Zavala Goitia señaló en “Toma de decisiones en condiciones de incertidumbre” (publicado en 2025) que las decisiones muchas veces se producen en escenarios donde la información es incompleta y los resultados futuros inciertos. La respuesta saludable no consiste en eliminar toda incertidumbre —algo imposible— sino en desarrollar estrategias que permitan actuar frente a ella. El problema aparece cuando esa incertidumbre deja de ser excepcional y se transforma en una condición permanente.
La investigación neurocientífica sostiene que el estrés modifica la actividad de regiones cerebrales implicadas en la toma de decisiones. La investigadora Salvochea demostró en 2025 que el estrés afecta regiones involucradas en este tipo de procesos y que, especialmente bajo condiciones de incertidumbre, puede favorecer respuestas menos adaptativas como: gastar dinero de forma impulsiva, bloquearse ante un examen o un problema.
Si bien es cierto que no cualquier persona que atraviesa dificultades económicas desarrolla un trastorno de ansiedad o depresión, y que existen factores biológicos, psicológicos y personales particulares, hay que reconocer que la subjetividad se construye en interacción con el ambiente y que las condiciones sociales pueden aumentar o disminuir la carga que soporta nuestro sistema nervioso.
La American Psychological Association también resalta que cuando las demandas se mantienen durante períodos prolongados, la respuesta de estrés puede afectar el bienestar físico y psicológico. Y la evidencia sobre inseguridad laboral vuelve a mostrar que el temor a perder el empleo puede constituir por sí mismo una fuente significativa de estrés, incluso cuando la persona continúa trabajando. Por esto considero que existe una responsabilidad social que excede al rol individual del consultorio.
La psicoterapia es fundamental. Los tratamientos farmacológicos pueden ser necesarios y, para muchas personas, constituyen una herramienta indispensable. Pero ninguno puede responder de manera aislada al peso de una sociedad que vive bajo estrés crónico.
Tampoco se le puede pedir a cada persona que “aprenda a manejar la ansiedad” si las condiciones que la generan o mantienen permanecen intactas. Sí podemos enseñar estrategias de regulación emocional, trabajar pensamientos anticipatorios, fortalecer recursos cognitivos y acompañar procesos terapéuticos. Pero también debemos preguntarnos sobre cómo se están abordando las condiciones sociales que producen incertidumbre, inseguridad y agotamiento. Porque cuando una sociedad vive demasiado tiempo en estado de alerta, no alcanza con preguntarnos qué le pasa a cada persona.

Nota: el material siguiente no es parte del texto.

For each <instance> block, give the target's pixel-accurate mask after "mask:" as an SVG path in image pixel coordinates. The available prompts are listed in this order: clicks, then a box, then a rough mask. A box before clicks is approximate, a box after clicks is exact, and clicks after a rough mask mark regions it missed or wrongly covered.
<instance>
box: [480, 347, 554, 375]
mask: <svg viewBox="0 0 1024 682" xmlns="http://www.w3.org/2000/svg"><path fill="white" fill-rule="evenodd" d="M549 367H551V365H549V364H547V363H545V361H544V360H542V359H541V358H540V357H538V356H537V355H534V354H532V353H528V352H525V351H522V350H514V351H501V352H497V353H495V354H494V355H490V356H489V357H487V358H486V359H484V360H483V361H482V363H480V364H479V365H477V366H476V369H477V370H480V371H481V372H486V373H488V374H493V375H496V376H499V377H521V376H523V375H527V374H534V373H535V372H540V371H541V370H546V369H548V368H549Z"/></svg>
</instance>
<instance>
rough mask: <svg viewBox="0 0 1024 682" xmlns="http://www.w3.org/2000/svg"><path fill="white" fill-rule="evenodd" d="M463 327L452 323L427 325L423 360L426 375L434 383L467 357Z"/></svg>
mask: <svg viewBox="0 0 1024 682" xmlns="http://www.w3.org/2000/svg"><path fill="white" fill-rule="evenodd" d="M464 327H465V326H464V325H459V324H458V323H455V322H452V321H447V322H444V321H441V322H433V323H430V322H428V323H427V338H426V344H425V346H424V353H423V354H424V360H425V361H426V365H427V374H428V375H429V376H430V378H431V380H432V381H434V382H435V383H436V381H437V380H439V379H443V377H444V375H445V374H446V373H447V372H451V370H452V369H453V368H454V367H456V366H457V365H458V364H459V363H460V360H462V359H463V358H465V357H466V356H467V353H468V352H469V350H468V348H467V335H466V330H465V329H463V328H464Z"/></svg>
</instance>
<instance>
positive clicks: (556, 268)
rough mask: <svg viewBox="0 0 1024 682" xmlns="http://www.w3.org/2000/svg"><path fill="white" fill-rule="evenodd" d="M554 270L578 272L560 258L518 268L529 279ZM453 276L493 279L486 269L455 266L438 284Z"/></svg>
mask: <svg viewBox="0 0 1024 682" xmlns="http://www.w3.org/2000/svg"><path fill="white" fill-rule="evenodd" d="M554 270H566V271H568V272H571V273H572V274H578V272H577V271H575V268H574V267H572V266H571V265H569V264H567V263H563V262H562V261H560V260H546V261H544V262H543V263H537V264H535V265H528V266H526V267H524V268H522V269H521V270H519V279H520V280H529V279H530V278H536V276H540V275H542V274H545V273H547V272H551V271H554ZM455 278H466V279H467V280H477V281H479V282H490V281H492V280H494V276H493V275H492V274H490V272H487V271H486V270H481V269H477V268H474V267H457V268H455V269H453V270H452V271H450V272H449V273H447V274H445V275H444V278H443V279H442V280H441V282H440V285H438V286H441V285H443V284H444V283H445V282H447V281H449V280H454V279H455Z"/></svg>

La huella de una época queda inscripta en los hábitos de sueño, en la capacidad de concentración, en los vínculos y hasta en la manera en que imaginamos el futuro. Por eso, hablar de salud mental en la Argentina actual exige una mirada más amplia. No para psicologizar la crisis social, sino para comprender que aquello que sucede en la sociedad también puede tener una expresión en el cerebro.